Ensure that your 'add to schema' DDL comes first. That way, if you're moving two columns between tables, and the second column's create fails, you don't get stuck in a situation where you need to reverse the first change or apply the second one manually.

Ensure that your 'remove from schema' DDL comes last. For the same reason as above. It's much easier to deal with if you know that your data migrations have completed and it's just a case of removing those columns manually and marking the patch as complete.

If you can get away with it, don't issue commits in your patch's data migration until it's completed. Admitted, if you're moving millions of rows of data around, this may not be possible. But think about it... do you really need to issue that commit every 10,000 records, or can you get away with running the whole lot through first? That way, when you get a failure, the patch runner can ROLLBACK and you know what state the data is in... the state it was before the patch started.

If you can't get away without committing regularly, or the patch simply takes to long to risk having to repeat it, think about how you can make the migration restartable. That is, store a watermark, make your patch keep track of where it was so that it can restart after a failure. Make sure that the patch can handle being restarted without it trying to re-do work it has already done. If it really is that risky, why not check that you have enough space in your rollback segments before you generate GBytes of data?

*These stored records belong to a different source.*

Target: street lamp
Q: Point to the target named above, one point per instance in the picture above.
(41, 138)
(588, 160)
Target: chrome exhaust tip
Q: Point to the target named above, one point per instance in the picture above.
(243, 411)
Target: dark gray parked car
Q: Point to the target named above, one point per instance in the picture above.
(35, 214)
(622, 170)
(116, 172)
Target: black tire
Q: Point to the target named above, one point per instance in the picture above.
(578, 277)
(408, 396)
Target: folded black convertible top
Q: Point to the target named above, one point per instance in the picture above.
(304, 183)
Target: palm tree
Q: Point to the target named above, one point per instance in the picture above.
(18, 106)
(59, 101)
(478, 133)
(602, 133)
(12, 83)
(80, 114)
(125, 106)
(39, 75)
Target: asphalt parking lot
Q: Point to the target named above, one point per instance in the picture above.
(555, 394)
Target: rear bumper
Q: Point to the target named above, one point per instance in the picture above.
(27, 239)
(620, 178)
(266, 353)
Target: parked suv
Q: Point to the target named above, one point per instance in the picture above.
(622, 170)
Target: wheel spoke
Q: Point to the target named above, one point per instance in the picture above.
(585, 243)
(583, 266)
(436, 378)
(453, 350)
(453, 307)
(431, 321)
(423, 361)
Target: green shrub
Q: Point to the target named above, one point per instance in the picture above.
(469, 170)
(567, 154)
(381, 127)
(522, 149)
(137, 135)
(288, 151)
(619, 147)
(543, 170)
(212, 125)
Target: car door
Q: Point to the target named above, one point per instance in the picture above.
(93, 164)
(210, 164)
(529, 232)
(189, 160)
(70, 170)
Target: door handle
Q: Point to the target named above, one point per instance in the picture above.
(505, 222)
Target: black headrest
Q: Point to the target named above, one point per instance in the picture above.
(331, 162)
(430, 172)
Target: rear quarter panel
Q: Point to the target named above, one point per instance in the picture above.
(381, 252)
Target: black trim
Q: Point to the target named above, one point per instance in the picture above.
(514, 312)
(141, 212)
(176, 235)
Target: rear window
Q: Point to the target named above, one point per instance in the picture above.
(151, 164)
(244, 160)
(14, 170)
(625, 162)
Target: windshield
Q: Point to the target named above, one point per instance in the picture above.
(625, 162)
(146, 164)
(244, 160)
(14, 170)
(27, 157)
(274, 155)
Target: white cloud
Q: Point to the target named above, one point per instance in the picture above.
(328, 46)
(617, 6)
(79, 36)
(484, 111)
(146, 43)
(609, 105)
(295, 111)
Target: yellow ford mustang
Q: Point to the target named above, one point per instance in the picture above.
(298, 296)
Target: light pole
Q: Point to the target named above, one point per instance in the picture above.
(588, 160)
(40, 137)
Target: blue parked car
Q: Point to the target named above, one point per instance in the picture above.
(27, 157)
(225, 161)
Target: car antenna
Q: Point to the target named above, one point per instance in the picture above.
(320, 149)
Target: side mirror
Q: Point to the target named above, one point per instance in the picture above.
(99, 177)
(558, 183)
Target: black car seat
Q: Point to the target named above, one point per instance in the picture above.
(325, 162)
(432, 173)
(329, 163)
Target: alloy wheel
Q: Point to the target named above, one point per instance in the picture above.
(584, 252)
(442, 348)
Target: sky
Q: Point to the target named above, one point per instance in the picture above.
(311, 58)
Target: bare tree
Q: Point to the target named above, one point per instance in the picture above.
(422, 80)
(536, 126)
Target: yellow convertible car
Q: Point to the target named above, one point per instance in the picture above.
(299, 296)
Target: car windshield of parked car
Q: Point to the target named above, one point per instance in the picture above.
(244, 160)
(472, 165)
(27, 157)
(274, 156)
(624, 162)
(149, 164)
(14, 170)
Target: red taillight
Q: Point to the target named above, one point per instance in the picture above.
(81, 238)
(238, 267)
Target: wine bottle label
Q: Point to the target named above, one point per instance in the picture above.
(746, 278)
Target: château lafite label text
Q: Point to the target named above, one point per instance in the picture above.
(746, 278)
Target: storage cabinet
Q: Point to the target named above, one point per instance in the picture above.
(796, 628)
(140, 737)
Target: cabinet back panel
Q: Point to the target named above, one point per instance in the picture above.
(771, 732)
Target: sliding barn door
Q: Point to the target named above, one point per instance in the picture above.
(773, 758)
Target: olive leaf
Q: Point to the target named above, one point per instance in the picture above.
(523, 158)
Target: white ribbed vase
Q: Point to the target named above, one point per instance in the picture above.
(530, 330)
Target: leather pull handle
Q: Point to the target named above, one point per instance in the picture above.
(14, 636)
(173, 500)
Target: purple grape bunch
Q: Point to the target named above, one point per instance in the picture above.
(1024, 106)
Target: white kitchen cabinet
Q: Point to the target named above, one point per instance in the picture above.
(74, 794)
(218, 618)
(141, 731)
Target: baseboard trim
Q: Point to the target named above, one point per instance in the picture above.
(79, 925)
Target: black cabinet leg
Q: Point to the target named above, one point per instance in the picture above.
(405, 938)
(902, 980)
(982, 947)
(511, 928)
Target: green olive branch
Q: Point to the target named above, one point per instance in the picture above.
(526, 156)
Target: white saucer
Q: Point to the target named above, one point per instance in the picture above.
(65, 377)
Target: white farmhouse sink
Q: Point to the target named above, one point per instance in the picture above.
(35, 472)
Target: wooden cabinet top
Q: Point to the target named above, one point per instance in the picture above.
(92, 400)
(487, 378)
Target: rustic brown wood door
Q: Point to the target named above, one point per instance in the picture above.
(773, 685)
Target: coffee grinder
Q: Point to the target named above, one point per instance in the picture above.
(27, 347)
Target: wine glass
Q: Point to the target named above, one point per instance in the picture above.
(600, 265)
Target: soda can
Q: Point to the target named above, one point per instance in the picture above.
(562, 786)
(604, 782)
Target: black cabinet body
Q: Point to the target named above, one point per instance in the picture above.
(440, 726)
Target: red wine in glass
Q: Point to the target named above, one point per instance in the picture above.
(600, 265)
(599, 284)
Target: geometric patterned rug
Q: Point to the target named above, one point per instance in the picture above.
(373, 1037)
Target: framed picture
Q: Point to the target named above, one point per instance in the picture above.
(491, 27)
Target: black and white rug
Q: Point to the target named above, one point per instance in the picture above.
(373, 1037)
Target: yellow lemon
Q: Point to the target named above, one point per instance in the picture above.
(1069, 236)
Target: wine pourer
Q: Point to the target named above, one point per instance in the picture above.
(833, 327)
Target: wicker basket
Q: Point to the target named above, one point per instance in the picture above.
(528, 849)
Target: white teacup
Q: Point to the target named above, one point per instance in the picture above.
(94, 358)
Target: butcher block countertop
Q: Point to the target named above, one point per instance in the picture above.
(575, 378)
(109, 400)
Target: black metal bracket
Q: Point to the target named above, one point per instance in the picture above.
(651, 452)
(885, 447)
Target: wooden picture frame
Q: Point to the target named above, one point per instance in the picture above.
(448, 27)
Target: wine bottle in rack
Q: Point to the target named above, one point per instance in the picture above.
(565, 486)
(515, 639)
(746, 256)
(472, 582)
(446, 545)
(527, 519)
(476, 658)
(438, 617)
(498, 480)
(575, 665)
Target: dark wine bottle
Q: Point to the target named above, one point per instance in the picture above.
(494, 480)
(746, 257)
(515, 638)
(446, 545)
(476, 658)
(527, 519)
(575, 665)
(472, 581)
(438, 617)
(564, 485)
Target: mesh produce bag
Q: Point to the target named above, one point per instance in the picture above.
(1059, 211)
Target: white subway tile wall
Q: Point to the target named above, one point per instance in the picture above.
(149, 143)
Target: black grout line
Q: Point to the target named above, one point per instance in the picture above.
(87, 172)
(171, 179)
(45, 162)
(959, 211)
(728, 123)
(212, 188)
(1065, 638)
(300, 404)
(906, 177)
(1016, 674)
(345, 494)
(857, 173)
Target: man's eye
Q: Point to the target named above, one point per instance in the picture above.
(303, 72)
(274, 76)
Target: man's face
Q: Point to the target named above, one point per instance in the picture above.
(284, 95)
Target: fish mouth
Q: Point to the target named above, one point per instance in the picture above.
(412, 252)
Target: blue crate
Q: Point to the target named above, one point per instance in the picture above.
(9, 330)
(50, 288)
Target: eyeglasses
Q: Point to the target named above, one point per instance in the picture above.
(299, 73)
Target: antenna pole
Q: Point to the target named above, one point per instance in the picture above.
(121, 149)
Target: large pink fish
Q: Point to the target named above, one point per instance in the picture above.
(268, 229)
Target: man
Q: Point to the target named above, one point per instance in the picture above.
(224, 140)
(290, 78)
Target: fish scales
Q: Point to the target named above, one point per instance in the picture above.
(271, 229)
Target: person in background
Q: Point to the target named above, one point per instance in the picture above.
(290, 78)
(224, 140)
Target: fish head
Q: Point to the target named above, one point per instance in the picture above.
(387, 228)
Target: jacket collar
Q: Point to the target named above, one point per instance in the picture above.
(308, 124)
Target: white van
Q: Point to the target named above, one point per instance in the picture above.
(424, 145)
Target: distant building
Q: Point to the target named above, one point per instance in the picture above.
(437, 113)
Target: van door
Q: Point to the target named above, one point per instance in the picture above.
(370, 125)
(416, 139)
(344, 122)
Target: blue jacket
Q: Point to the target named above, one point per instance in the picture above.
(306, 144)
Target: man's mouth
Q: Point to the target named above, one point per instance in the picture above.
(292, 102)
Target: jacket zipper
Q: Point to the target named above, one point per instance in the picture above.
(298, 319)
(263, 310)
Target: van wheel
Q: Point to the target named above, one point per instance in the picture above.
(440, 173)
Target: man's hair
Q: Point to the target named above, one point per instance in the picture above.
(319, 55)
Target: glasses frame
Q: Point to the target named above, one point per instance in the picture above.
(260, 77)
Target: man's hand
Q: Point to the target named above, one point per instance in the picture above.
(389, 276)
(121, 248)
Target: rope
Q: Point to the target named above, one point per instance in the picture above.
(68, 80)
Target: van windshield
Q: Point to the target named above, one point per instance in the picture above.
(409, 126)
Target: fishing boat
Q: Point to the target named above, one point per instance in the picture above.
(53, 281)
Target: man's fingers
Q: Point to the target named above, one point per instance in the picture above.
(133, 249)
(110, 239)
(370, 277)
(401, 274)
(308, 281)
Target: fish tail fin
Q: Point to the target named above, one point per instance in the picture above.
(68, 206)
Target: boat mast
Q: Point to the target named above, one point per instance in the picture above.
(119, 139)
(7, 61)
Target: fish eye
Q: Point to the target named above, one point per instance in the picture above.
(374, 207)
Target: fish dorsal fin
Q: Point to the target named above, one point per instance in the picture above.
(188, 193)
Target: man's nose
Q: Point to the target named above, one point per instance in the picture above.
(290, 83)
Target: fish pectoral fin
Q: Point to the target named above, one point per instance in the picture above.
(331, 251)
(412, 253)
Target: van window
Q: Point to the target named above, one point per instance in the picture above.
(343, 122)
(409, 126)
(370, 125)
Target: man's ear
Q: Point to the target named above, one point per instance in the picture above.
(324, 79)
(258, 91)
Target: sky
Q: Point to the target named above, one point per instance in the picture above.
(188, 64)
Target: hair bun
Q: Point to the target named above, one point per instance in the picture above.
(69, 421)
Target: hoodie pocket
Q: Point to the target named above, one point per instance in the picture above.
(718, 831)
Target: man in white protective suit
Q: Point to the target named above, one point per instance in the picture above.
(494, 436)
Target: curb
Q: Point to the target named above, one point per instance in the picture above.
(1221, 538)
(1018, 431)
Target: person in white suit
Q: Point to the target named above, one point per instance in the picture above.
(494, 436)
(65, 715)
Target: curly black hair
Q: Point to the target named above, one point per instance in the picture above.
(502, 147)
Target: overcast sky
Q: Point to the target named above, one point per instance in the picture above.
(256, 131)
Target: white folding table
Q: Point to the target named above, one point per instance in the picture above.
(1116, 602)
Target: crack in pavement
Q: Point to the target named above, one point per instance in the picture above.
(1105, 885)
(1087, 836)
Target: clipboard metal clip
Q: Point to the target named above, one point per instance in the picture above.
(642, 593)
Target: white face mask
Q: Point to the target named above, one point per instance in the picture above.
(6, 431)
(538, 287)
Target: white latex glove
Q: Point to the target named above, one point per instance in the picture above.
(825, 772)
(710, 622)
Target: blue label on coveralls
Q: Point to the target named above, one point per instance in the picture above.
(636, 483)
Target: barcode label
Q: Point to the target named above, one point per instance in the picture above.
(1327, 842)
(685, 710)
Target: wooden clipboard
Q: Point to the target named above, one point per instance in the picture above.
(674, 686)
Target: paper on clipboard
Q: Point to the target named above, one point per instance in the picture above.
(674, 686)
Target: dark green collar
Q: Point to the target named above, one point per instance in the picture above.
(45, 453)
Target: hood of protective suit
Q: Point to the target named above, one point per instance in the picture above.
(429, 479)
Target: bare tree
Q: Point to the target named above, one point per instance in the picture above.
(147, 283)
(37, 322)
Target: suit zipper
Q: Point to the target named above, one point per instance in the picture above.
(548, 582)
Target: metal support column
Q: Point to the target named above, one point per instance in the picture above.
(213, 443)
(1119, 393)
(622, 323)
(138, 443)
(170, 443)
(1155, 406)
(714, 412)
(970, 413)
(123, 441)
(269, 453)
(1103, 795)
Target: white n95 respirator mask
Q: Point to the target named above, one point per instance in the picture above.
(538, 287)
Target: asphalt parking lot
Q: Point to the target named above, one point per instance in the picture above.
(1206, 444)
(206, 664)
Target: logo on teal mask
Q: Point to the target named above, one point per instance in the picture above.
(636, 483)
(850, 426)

Ideally you want to make sure that your patch doesn't fail, but with a bit of thought before you write the patch, you can make your life easier when it does.

Technorati Tags: , , , , , , , ,

5 comments:

Anonymous said...

If you're database is running in ARCHIVELOG mode and you have exclusive access to the database during a patch run (which is good advice) perhaps you can use FLASHBACK DATABASE to rollback the entire database to a previous point in time.

This is 10g feature which I haen't used myself yet but it should be possible. See http://download-west.oracle.com/docs/cd/B14117_01/server.101/b10734/rcmflash.htm#1020720 for more info.

Rob Baillie said...

Looks very interesting, cheers for the tip off!

As people who read this blog might have guessed, I'm much more of a developer than a DBA, so I tend to lean towards development solutions rather than DBA ones.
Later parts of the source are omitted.